Another consequence of the pandemic would be the partial replacement of social media by video game streaming platforms. The number of hours watched on Twitch rocketed from 3.1 billion in Q1 2020 to 6.5 billion in Q2 2021, a growth that attracted the attention of industry stakeholders.

Consequently, game publishers are trying to find new ways of boosting fan engagement and monetisation by partnering with content creators and leveraging the interactive live features of these platforms. New movers are also entering the space, as is the case for Tik Tok recently launching its live stream capabilities.

But the most significant change the gaming industry is currently undergoing is integrating Web 3.0 technologies in its core. “Play to earn” problematics are on the rise, as shown by a consumer insight survey from Newzoo that points out a strong desire from players to trade in-game with real money.

The idea of integrating transactions into games has been around for a long time, but publishers have historically been reluctant moderating in-game money exchanges. However, things are changing; and the introduction of new technologies is offering vast possibilities. Game publishers are now first in line to work on blockchain technologies and find a way to facilitate and secure player-to-player in-game transactions.

In parallel, the fast development of the Metaverse brings an arsenal of opportunities for game developers and virtual reality equipment manufacturers. These new technologies promise an immersive first-person video game experience that many players crave.

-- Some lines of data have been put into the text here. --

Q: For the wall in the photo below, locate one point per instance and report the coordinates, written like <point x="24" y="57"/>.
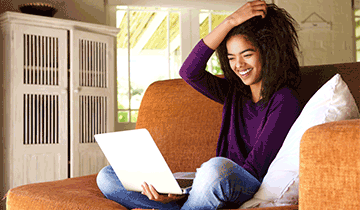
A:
<point x="319" y="45"/>
<point x="332" y="41"/>
<point x="92" y="11"/>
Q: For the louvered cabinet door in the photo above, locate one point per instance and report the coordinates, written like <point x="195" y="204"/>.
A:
<point x="39" y="90"/>
<point x="91" y="98"/>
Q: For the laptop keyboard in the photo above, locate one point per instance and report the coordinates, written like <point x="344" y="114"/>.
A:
<point x="184" y="183"/>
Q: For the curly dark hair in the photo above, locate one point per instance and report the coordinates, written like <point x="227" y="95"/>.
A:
<point x="276" y="39"/>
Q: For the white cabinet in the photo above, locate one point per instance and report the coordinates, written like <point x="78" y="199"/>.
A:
<point x="58" y="90"/>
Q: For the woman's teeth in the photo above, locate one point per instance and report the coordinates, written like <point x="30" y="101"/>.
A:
<point x="245" y="72"/>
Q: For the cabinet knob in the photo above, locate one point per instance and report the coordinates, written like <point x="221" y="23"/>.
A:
<point x="64" y="91"/>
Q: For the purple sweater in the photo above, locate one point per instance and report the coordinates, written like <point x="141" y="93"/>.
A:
<point x="251" y="133"/>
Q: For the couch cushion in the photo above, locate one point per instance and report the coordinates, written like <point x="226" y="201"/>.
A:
<point x="332" y="102"/>
<point x="74" y="193"/>
<point x="184" y="124"/>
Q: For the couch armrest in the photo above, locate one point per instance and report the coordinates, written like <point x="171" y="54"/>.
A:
<point x="330" y="166"/>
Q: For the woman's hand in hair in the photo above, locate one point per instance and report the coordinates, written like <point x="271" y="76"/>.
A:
<point x="248" y="11"/>
<point x="152" y="194"/>
<point x="244" y="13"/>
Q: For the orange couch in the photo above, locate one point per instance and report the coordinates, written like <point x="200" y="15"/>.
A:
<point x="185" y="126"/>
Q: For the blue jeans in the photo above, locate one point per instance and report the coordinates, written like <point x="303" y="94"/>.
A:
<point x="219" y="183"/>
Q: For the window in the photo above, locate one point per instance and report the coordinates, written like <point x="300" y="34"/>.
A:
<point x="206" y="27"/>
<point x="357" y="33"/>
<point x="149" y="49"/>
<point x="145" y="54"/>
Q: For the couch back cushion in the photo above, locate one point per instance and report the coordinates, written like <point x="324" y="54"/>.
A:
<point x="313" y="77"/>
<point x="185" y="124"/>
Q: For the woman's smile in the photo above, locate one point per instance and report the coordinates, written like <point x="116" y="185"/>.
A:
<point x="244" y="60"/>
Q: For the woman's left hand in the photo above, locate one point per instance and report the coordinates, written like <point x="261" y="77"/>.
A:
<point x="152" y="194"/>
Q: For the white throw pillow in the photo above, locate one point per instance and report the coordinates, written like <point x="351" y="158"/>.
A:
<point x="332" y="102"/>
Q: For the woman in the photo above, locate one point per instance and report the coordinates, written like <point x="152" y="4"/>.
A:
<point x="256" y="46"/>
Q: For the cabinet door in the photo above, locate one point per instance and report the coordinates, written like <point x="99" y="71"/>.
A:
<point x="39" y="133"/>
<point x="92" y="99"/>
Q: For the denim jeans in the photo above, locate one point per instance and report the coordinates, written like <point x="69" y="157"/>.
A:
<point x="218" y="183"/>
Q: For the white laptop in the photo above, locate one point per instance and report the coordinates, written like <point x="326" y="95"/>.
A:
<point x="136" y="159"/>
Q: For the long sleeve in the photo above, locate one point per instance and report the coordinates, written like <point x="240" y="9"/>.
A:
<point x="282" y="112"/>
<point x="194" y="73"/>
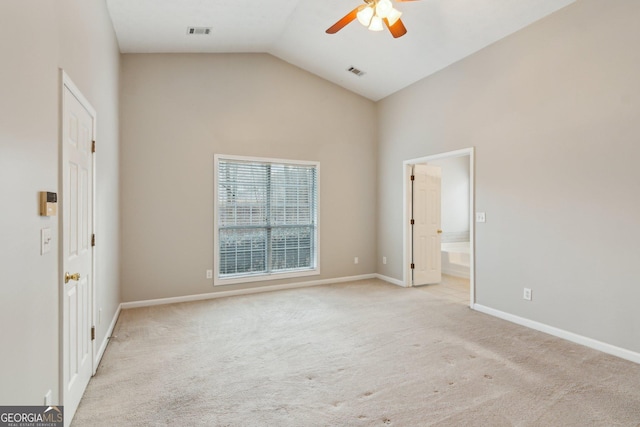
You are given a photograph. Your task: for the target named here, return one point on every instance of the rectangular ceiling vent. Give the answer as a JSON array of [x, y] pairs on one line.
[[199, 31], [355, 71]]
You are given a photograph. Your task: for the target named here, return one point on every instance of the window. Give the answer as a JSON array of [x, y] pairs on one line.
[[266, 224]]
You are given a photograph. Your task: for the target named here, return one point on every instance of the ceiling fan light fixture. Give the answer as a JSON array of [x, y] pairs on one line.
[[364, 15], [393, 16], [383, 8], [376, 24]]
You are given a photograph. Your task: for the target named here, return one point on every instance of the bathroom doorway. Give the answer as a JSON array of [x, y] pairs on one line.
[[456, 242]]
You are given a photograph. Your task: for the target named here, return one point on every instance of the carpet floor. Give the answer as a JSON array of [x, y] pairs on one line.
[[356, 354]]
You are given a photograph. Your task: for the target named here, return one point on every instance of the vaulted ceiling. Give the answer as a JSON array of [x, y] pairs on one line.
[[439, 33]]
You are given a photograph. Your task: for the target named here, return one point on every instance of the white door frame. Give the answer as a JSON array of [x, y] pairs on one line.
[[66, 82], [406, 214]]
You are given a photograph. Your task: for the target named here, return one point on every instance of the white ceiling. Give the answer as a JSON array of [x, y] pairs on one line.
[[439, 33]]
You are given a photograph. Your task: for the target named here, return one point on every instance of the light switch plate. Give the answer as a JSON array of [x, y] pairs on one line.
[[45, 240]]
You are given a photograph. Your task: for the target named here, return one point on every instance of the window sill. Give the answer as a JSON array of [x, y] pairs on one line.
[[249, 278]]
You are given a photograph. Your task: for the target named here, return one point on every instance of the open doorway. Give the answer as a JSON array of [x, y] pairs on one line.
[[449, 209]]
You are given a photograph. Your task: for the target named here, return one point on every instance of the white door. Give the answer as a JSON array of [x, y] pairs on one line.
[[426, 227], [77, 256]]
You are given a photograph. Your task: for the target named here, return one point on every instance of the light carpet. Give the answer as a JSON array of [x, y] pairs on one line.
[[357, 354]]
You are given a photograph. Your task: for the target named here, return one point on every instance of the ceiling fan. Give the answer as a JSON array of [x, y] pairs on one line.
[[375, 15]]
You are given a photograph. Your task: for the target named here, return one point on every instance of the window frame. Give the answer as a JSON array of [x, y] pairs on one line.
[[257, 277]]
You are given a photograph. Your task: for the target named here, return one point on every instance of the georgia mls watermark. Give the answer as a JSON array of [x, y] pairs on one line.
[[31, 416]]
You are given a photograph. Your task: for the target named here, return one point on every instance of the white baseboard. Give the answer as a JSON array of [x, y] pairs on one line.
[[259, 289], [390, 280], [452, 270], [561, 333], [105, 341]]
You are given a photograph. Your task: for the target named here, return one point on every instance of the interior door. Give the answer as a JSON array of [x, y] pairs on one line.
[[77, 255], [426, 228]]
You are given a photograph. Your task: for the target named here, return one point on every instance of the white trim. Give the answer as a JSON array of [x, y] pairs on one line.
[[66, 82], [218, 281], [406, 200], [255, 290], [105, 341], [391, 280], [561, 333]]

The Metaverse will also be a virtual reality where people can showcase their collection of non-fungible token (NFTs) – the importance of avatar cosmetics and personalisation options have been around since the inception of video games. Fashion brands are capitalising on these opportunities to distribute their products to a whole new type of clientele, and influencers have begun to create their collection of NFT while actively pushing for mass adoption of these tokens.

Esports’ relationship with blockchain and NFTs is just beginning to thrive. Historically, financially reliant on sponsorship, esports organisations and teams are striving to find new sources of income. As a result, they are starting to adopt NFTs to remodel the esports fan experience.

Organisations are putting loyalty and rewards programmes on the blockchain, allowing their fans to trade digital goods and earn digital rewards based on their engagement and participation in certain events. This new model increases engagement and personal investment in esports and will most definitely be transferred to traditional sports in the near future.